Two sections of Autoroute 40 were not part of the original plans. The original intention was to bypass Trois-Rivières to the north, while the existing Autoroute 40 through downtown would have been Autoroute 755, avoiding its present concurrency with Autoroute 55. In addition, a different route was originally planned around Sainte-Foy (now in the west end of Quebec City) south of Jean Lesage International Airport, while the existing 12 km segment of Autoroute 40 between Sainte-Augustin and Autoroute 73 would have been the western end of Autoroute 440. Both rights-of-way are still maintained.

=== Autoroute 50 ===

Portions only: Originally, the portion of Route 158 between Saint-Esprit and Joliette was planned to be Autoroute 50, however, these plans were later cancelled. A petition to upgrade the existing route to its formerly planned freeway status began circulating in 2014.

===Autoroute 65===

Autoroute 65 was proposed in the 1970s and would have linked Thetford Mines to Autoroute 20 at Villeroy. It may have been planned as far south as an easterly extension of Autoroute 10 near Lambton.

===Autoroute 415===

Autoroute 415 had been proposed as the number of a planned autoroute in Montreal. This road was proposed in 1960, and would have connected Autoroute 15 (the Décarie Autoroute) at Monkland Avenue to Autoroute 19 at Rachel Street (on a connection between the present Autoroute 19 and the Jacques Cartier Bridge that was never built).
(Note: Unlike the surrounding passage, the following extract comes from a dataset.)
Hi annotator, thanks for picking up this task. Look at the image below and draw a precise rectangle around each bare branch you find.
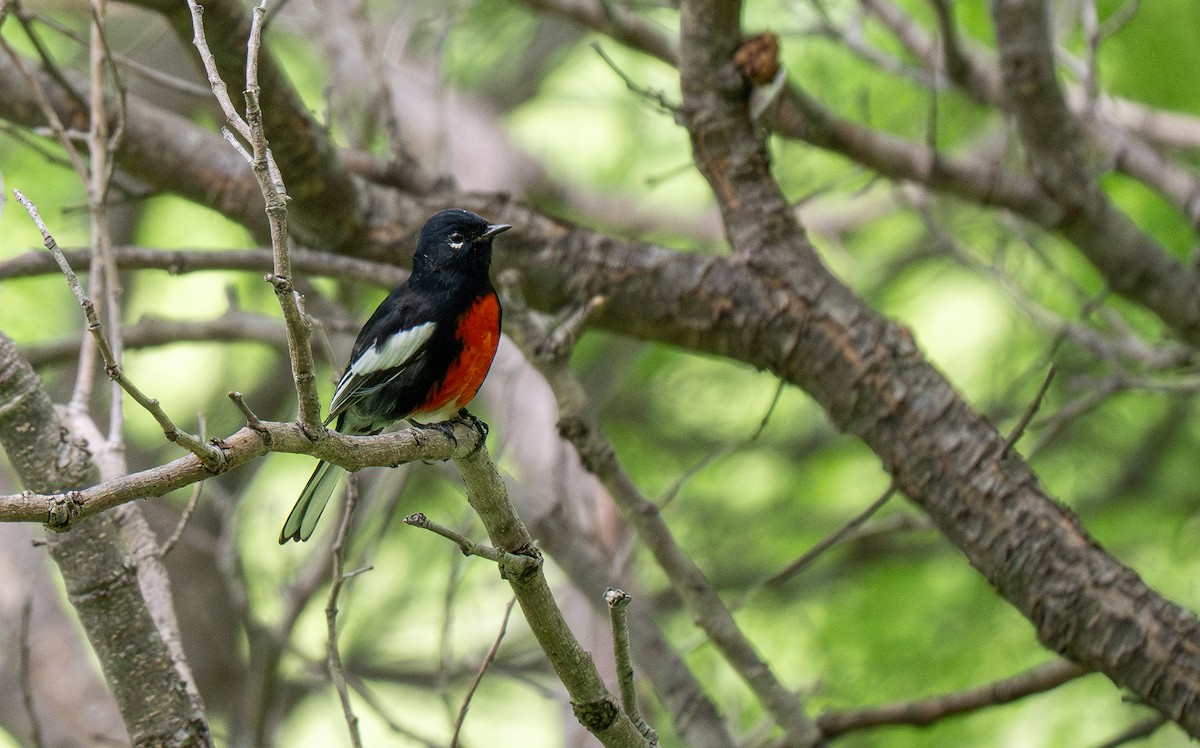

In its 1960 master highway plan, the Montreal Metropolitan Committee proposed a new 7 km long autoroute along the city's east–west street grid at the northern edge of downtown. The six-lane autoroute was forecast to handle as many as 4,500 vehicles per hour during weekday peak periods. Beginning at the Decarie Autoroute at Monkland Avenue in the Notre-Dame-de-Grâce section of the city (at the current EXIT 66 on Autoroute 15), the Mount Royal Autoroute was to extend in a northeastern direction through Westmount underneath Mount Royal Park before emerging above ground at Rachel Street connecting to the unbuilt Autoroute 19 section of what is now Papineau Avenue.

===Autoroute 640===

Portion only: The initial plan for Autoroute 640 was to continue west from Oka, crossing Lac des Deux Montagnes, to Autoroute 40 in Vaudreuil-Dorion, potentially passing through Oka National Park and Aboriginal lands. The political sensitivity involved with constructing a freeway through a protected area and the 1990 land dispute regarding a golf course expansion have decreased the likelihood of the extension.

===Autoroute 755===

Autoroute 755 is in service but is currently part of Autoroute 40. Originally, Autoroute 40 was to avoid the downtown area of Trois-Rivières and to pass north of its current alignment, continuing east from the northern Autoroute 40 / Autoroute 55 interchange to a tight curve near Rue Courteau. The present alignment of Autoroute 40 in the downtown area would have been designated as Autoroute 755.

It existed briefly in the mid-1980s under the name of Autoroute de Francheville, but was incorporated into Autoroute 40 when the construction of the original route was suspended.